From murdering entire swarms of flying brain aliens, to sneaking around in ventilation shafts, Duke Nukem 3D has a lot of action variety. There are puzzle sections, platforming, and sequences where Duke shrinks to the size of an ant to constantly mix things up. There is never a dull moment in the entire package. It helps that Duke Nukem 3D: 20th Anniversary World Tour on Switch is an excellent port, and retains the extremely responsive and twitchy controls. Thankfully, Duke does not have to be pin-point accurate, since this a game made with the build engine. This means that Duke Nukem 3D is not actually 3D.
The build engine's graphics are barely more complex than sketches in Microsoft Paint. The 3D illusion is the engine drawing up images from 2D maps; projecting them in various elevations. This is how Duke Nukem 3D is able to fake three dimensions and pull of tricks that even Doom II was not able to. Flourishes like multi-level stages with varying heights that can move were cutting edge at the time. It may seem quaint by today's standards, but still is impressive to see such ingenious programming pulled off with code that is so simple.

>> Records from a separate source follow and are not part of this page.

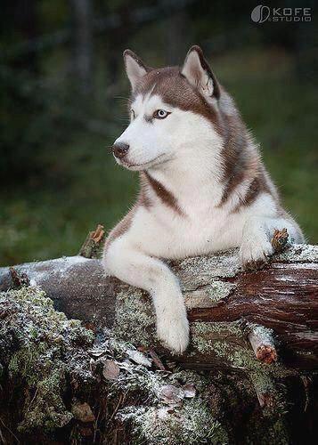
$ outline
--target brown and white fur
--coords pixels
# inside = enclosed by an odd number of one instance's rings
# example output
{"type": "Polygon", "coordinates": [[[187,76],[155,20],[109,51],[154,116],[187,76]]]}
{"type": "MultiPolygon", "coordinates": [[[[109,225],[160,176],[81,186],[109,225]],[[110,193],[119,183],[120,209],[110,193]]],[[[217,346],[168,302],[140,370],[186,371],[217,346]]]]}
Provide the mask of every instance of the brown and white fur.
{"type": "Polygon", "coordinates": [[[151,69],[129,50],[124,60],[131,122],[113,153],[140,172],[141,191],[110,233],[102,261],[109,275],[150,293],[158,336],[180,353],[189,343],[186,311],[162,259],[239,247],[249,268],[273,254],[275,229],[286,228],[289,241],[304,239],[200,47],[190,49],[182,68],[151,69]]]}

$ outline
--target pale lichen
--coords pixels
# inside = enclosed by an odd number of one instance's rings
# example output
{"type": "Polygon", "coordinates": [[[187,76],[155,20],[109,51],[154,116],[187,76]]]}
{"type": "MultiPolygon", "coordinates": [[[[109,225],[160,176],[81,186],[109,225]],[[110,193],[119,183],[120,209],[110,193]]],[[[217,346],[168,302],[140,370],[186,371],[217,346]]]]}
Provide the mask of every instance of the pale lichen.
{"type": "Polygon", "coordinates": [[[318,263],[318,246],[292,244],[274,259],[288,263],[318,263]]]}
{"type": "Polygon", "coordinates": [[[138,441],[149,445],[227,444],[229,440],[220,422],[211,416],[200,398],[187,400],[178,409],[167,407],[128,407],[119,418],[132,423],[138,441]]]}
{"type": "Polygon", "coordinates": [[[215,279],[207,287],[206,293],[211,301],[217,303],[228,296],[235,287],[233,283],[226,283],[215,279]]]}
{"type": "Polygon", "coordinates": [[[149,344],[153,340],[155,315],[151,299],[141,290],[121,292],[116,298],[113,332],[123,340],[149,344]]]}
{"type": "MultiPolygon", "coordinates": [[[[5,310],[0,357],[12,381],[27,388],[19,430],[46,432],[65,425],[72,418],[62,400],[66,373],[77,373],[72,351],[92,344],[93,332],[56,312],[37,287],[0,294],[0,305],[5,310]]],[[[88,365],[87,356],[85,372],[93,378],[88,365]]]]}
{"type": "Polygon", "coordinates": [[[241,270],[238,249],[186,258],[175,262],[172,269],[180,279],[183,290],[193,290],[209,285],[215,278],[234,277],[241,270]]]}

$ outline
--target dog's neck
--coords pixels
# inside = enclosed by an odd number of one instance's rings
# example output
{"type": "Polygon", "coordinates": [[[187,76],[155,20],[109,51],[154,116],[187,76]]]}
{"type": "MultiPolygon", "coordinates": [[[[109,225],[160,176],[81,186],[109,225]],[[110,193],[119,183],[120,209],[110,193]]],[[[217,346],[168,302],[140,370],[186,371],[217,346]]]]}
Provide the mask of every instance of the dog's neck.
{"type": "Polygon", "coordinates": [[[148,174],[167,189],[183,206],[217,204],[222,197],[222,142],[198,142],[185,156],[171,159],[148,170],[148,174]]]}

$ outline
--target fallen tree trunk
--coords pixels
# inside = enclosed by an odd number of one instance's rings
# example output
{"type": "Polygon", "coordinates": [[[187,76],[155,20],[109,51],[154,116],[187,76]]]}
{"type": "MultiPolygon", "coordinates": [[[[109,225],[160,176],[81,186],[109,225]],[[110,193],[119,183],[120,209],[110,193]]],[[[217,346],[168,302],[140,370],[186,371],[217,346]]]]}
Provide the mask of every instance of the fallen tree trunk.
{"type": "MultiPolygon", "coordinates": [[[[236,250],[170,262],[170,267],[192,327],[191,349],[174,360],[187,368],[237,368],[230,351],[249,348],[266,363],[278,356],[289,368],[317,368],[318,247],[294,246],[249,273],[241,271],[236,250]]],[[[163,351],[148,295],[105,277],[99,260],[78,255],[2,268],[0,290],[14,287],[14,272],[40,286],[69,317],[163,351]]]]}
{"type": "Polygon", "coordinates": [[[170,267],[191,322],[183,356],[157,341],[146,293],[105,277],[97,259],[0,269],[2,440],[314,443],[318,247],[294,246],[256,272],[241,271],[236,250],[170,267]]]}

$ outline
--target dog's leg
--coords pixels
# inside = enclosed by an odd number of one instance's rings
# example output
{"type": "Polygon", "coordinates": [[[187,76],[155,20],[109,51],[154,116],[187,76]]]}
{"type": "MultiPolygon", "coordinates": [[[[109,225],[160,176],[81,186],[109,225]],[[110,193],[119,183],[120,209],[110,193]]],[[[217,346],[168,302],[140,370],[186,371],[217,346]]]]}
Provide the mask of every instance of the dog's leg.
{"type": "Polygon", "coordinates": [[[189,344],[189,323],[178,280],[169,268],[123,238],[108,247],[103,263],[107,273],[149,292],[156,311],[159,338],[175,352],[183,352],[189,344]]]}
{"type": "Polygon", "coordinates": [[[275,230],[287,229],[289,243],[303,243],[304,238],[292,220],[251,216],[245,222],[240,258],[245,270],[262,268],[274,254],[271,240],[275,230]]]}

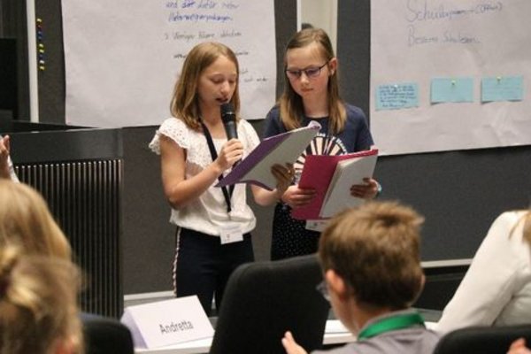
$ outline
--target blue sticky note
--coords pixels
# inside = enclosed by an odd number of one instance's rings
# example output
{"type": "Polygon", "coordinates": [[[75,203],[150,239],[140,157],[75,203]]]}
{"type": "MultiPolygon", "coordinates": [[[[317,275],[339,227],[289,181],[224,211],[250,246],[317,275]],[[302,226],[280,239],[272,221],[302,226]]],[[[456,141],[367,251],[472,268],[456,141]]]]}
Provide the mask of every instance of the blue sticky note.
{"type": "Polygon", "coordinates": [[[473,78],[437,78],[431,81],[431,103],[473,102],[473,78]]]}
{"type": "Polygon", "coordinates": [[[481,102],[521,101],[523,98],[523,76],[481,79],[481,102]]]}
{"type": "Polygon", "coordinates": [[[376,111],[418,106],[419,85],[416,82],[380,85],[376,88],[376,111]]]}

Duke Nukem 3D: 20th Anniversary World Tour comes with two ways to play; classic visuals where the limits of the Build Engine are more apparent, and a remastered version where the 3D is more convincing. Classic mode has a very distinct quirk to how the perspective twists and warps when Duke looks up or down, while remastered draws more believable space and has improved lighting effects. The maps are the same and placement of all assets is identical. The mode can be toggled in real time, showing the best of both worlds. While it is appreciated that both modes are included, the remastered visuals are an improvement. The old visuals' quirk of warped perspective is slightly nauseating.

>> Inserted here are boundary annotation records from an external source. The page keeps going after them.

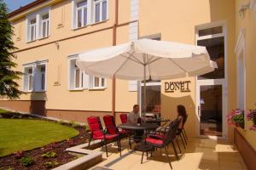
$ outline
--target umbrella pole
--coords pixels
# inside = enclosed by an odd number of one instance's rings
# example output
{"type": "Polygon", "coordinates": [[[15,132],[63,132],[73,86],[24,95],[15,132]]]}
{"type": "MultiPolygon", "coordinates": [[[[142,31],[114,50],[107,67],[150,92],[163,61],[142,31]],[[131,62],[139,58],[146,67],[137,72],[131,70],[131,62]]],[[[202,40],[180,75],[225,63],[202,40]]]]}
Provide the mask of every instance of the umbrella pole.
{"type": "Polygon", "coordinates": [[[144,88],[143,88],[143,91],[144,91],[144,95],[143,95],[143,116],[146,116],[146,109],[147,109],[147,106],[146,106],[146,65],[144,65],[144,88]]]}

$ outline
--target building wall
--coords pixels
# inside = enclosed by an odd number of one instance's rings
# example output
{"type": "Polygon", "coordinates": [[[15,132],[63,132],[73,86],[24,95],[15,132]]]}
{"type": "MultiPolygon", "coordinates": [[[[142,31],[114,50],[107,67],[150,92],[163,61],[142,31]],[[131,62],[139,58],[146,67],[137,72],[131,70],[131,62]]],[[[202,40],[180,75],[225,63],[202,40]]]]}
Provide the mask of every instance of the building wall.
{"type": "MultiPolygon", "coordinates": [[[[236,39],[241,29],[245,28],[245,46],[246,46],[246,110],[256,109],[256,11],[247,9],[244,17],[241,17],[239,8],[241,4],[247,4],[249,1],[237,0],[236,1],[236,39]]],[[[253,2],[253,1],[252,1],[253,2]]],[[[238,56],[236,56],[238,57],[238,56]]],[[[238,128],[238,132],[247,140],[249,144],[256,150],[256,133],[254,131],[249,130],[253,125],[252,121],[246,120],[246,129],[238,128]]]]}
{"type": "MultiPolygon", "coordinates": [[[[19,48],[15,53],[17,69],[23,71],[23,64],[48,60],[46,92],[26,93],[20,96],[20,100],[45,100],[45,109],[50,110],[73,110],[85,112],[94,110],[108,113],[111,111],[112,80],[107,81],[106,89],[69,90],[67,57],[81,51],[113,45],[113,26],[115,19],[114,3],[114,0],[109,1],[108,20],[76,30],[72,30],[71,27],[71,1],[53,3],[50,8],[50,36],[48,38],[28,43],[26,42],[25,38],[26,16],[21,18],[19,16],[17,20],[15,18],[12,19],[15,33],[14,41],[19,48]],[[58,26],[60,24],[62,26],[58,26]],[[97,31],[99,30],[100,31],[97,31]],[[84,35],[79,36],[81,34],[84,35]],[[67,39],[71,37],[75,37],[67,39]],[[59,48],[56,47],[55,42],[58,42],[59,48]],[[28,48],[32,48],[27,49],[28,48]],[[55,82],[58,82],[59,85],[55,85],[55,82]]],[[[119,8],[117,44],[129,41],[130,1],[119,1],[119,8]]],[[[22,89],[22,79],[19,81],[19,84],[22,89]]],[[[117,80],[117,111],[130,111],[132,105],[137,103],[137,92],[129,92],[128,85],[127,81],[117,80]]],[[[30,102],[26,104],[29,105],[30,102]]],[[[46,111],[46,113],[51,116],[53,111],[46,111]]]]}
{"type": "MultiPolygon", "coordinates": [[[[233,0],[163,0],[160,3],[141,0],[139,14],[140,37],[160,33],[161,40],[189,44],[195,43],[195,26],[219,21],[224,22],[227,27],[227,112],[236,108],[236,99],[234,97],[236,92],[236,60],[234,60],[235,2],[233,0]]],[[[164,82],[169,80],[162,81],[161,115],[164,117],[176,117],[177,105],[184,105],[189,115],[186,128],[189,135],[195,136],[197,133],[195,125],[198,124],[195,79],[189,77],[170,81],[187,79],[191,81],[193,89],[189,94],[166,94],[164,82]]],[[[232,140],[232,129],[229,128],[228,131],[227,139],[232,140]]]]}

20th Anniversary World Tour is, and has always has been a celebration of machismo. Even today, Duke's antics would seem "problematic" by the professionally offended when he uses the decapitated corpse of a boss as a toilet. It is all done without irony, and in its earnestness is where the charm lies. Too often game designers are sick with irony-poisoning and the result is insufferable self-aware writing. Duke Nukem 3D is unapologetic, and came from a time when designers were simply nerds who put things they loved in the games they made. This is a lovingly crafted ported of some of the best first-person shooting the '90s had to offer. The added new stages are particularly challenging, boasting more cryptic secrets than ever and are flooded with more enemies than ever. The game's level design does not reach the complexity of Ion Fury, but it is impressive to see new graphic assets created for such an old game.

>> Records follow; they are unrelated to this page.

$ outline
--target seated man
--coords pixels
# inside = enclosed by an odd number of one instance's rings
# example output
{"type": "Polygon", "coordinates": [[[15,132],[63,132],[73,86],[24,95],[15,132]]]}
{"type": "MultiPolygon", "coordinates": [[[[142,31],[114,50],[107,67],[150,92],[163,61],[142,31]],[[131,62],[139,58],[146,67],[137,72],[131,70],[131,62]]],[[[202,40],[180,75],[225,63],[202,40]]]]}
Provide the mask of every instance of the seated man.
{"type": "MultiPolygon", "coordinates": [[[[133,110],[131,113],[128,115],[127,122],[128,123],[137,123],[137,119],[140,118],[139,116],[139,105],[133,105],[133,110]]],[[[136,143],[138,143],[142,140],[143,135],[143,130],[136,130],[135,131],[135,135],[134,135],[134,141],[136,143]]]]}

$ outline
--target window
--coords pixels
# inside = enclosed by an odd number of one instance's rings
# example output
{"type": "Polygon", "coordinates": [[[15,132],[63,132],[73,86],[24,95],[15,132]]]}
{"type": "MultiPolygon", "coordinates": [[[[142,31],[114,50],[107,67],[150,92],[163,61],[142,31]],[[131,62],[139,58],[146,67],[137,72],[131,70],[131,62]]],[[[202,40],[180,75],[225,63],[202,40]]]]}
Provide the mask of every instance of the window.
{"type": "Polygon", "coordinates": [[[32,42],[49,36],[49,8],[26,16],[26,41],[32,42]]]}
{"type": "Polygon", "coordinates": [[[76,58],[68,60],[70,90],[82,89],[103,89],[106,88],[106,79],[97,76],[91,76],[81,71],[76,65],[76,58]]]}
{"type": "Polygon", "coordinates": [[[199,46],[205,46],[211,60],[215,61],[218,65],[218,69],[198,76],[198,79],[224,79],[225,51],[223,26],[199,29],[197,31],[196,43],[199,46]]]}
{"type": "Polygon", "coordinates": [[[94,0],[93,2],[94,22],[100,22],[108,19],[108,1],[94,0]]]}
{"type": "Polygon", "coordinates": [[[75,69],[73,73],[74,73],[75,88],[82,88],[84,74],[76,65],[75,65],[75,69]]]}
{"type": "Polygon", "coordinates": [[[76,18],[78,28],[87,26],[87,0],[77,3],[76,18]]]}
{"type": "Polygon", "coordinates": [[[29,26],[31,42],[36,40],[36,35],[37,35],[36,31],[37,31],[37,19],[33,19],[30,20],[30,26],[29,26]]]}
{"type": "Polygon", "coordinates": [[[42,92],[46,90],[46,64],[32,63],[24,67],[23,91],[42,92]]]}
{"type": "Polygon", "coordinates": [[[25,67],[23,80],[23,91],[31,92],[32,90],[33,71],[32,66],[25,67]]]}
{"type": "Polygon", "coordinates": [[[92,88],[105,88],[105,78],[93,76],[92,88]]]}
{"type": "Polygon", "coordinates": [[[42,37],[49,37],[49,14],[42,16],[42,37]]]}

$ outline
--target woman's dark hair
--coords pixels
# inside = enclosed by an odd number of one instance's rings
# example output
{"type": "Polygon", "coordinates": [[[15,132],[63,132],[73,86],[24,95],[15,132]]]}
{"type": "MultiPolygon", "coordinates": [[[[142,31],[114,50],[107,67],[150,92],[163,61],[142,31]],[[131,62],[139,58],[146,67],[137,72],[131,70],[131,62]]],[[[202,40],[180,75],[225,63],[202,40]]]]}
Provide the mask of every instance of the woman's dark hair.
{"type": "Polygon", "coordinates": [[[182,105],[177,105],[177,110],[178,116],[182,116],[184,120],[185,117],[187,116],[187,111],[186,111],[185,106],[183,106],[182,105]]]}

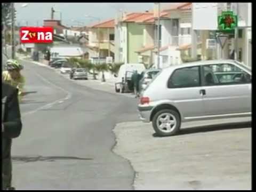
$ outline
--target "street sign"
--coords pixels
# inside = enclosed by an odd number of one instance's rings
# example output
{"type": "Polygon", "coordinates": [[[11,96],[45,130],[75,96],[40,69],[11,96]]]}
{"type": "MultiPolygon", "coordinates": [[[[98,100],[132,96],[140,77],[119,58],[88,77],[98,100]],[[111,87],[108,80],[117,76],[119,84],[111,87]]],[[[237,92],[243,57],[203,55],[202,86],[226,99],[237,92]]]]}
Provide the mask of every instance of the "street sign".
{"type": "Polygon", "coordinates": [[[106,62],[107,63],[112,63],[113,62],[113,58],[112,57],[107,57],[106,58],[106,62]]]}
{"type": "Polygon", "coordinates": [[[220,44],[221,49],[223,49],[225,46],[227,40],[228,38],[228,35],[220,35],[217,37],[217,41],[220,44]]]}
{"type": "Polygon", "coordinates": [[[234,15],[233,11],[222,11],[221,15],[218,17],[219,30],[229,32],[237,27],[237,15],[234,15]]]}

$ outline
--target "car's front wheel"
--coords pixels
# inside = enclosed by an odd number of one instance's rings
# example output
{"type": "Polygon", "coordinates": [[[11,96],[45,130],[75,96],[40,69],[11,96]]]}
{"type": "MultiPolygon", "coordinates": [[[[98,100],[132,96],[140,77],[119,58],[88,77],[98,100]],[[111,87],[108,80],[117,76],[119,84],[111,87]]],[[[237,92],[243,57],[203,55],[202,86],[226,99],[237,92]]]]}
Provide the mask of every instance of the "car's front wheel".
{"type": "Polygon", "coordinates": [[[172,109],[163,109],[156,113],[152,119],[156,133],[159,136],[171,136],[180,130],[181,119],[179,114],[172,109]]]}

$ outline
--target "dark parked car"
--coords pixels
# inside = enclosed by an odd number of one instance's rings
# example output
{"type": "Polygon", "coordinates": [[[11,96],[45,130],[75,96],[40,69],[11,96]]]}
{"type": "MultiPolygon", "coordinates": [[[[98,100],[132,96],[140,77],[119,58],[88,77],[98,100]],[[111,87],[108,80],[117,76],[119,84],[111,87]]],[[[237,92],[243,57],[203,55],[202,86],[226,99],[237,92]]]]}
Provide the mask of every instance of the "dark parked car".
{"type": "Polygon", "coordinates": [[[69,75],[71,79],[88,79],[88,72],[86,69],[73,68],[69,75]]]}
{"type": "Polygon", "coordinates": [[[55,68],[61,68],[63,63],[66,62],[67,62],[66,59],[60,59],[50,63],[50,66],[55,68]]]}
{"type": "Polygon", "coordinates": [[[140,93],[145,90],[146,87],[150,83],[154,77],[161,71],[161,69],[150,69],[145,70],[141,73],[141,74],[140,75],[141,76],[141,78],[139,83],[139,89],[140,93]]]}

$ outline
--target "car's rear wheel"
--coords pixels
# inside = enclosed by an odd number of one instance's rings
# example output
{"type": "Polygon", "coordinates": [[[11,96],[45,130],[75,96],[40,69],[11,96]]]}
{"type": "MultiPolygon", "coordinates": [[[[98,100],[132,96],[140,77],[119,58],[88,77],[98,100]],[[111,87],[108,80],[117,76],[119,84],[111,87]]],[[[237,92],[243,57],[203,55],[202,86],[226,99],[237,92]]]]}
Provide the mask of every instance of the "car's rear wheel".
{"type": "Polygon", "coordinates": [[[116,85],[115,85],[115,91],[116,91],[116,93],[120,93],[120,89],[117,89],[116,85]]]}
{"type": "Polygon", "coordinates": [[[159,136],[171,136],[180,130],[181,122],[179,114],[172,109],[163,109],[155,114],[152,125],[159,136]]]}

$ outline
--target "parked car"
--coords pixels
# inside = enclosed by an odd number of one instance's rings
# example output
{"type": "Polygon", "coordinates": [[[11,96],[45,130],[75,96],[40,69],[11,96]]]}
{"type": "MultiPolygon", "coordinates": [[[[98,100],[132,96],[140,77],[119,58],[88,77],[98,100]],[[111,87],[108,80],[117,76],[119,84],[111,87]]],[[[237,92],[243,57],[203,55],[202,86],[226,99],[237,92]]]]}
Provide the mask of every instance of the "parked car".
{"type": "Polygon", "coordinates": [[[151,122],[157,134],[167,136],[178,133],[183,122],[250,117],[251,75],[249,68],[234,60],[204,61],[164,69],[140,98],[140,119],[151,122]],[[223,63],[233,71],[227,71],[223,63]],[[231,72],[241,75],[228,81],[222,78],[231,72]]]}
{"type": "Polygon", "coordinates": [[[62,74],[69,74],[71,72],[70,65],[68,62],[63,63],[60,68],[60,73],[62,74]]]}
{"type": "Polygon", "coordinates": [[[65,59],[58,59],[51,63],[50,66],[56,68],[59,68],[61,67],[63,63],[66,62],[67,62],[67,60],[65,59]]]}
{"type": "Polygon", "coordinates": [[[140,93],[145,90],[153,78],[161,71],[161,69],[150,69],[145,70],[141,73],[141,78],[139,83],[140,93]]]}
{"type": "Polygon", "coordinates": [[[73,69],[70,74],[71,79],[88,79],[88,72],[86,69],[75,68],[73,69]]]}
{"type": "Polygon", "coordinates": [[[145,70],[141,63],[126,63],[122,65],[119,69],[117,79],[115,83],[116,92],[127,93],[132,91],[132,76],[135,70],[139,74],[145,70]]]}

If there was one thing that this Switch port needed, it would have been an improved weapon selection mechanic. Duke Nukem 3D: 20th Anniversary World Tour relies on the player having to slowly cycle through every weapon or item individually. This can be a pretty fast game where enemies are quick and plenty, so being able to alternate between jet-pack and health-kit, or machine gun to pipe-bombs can mean life or death. If there was a weapon-wheel where items or weapons could be quickly selected, it would have smoothed out the action more gracefully than to cycle. Not that dying means much anymore, since it seems every retro game re-released these days has too many accessibility features that trivialize the gameplay. Duke's death is quickly undone with the rewind feature that lets anybody go back up to two minutes from dying. Compounded with the limitless quick-saving and reloading, there is almost no penalty for failure.
Duke Nukem 3D: 20th Anniversary World Tour is an excellent compilation of some of the best Duke moments, and a little bit of something new. The frantic and kinetic energy of the action is as vibrant as ever in an age of so many slow paced, story-driven shooters. The secretive secrets are still tricky to discover, and Duke remains a monolithic man's man to aspire to be. What makes Duke Nukem 3D still so effective is its elegant simplicity. With a few extra features like an improved weapon selection, and if the excessive accessibility was dialled back a bit, this could have become a perfect example of its genre.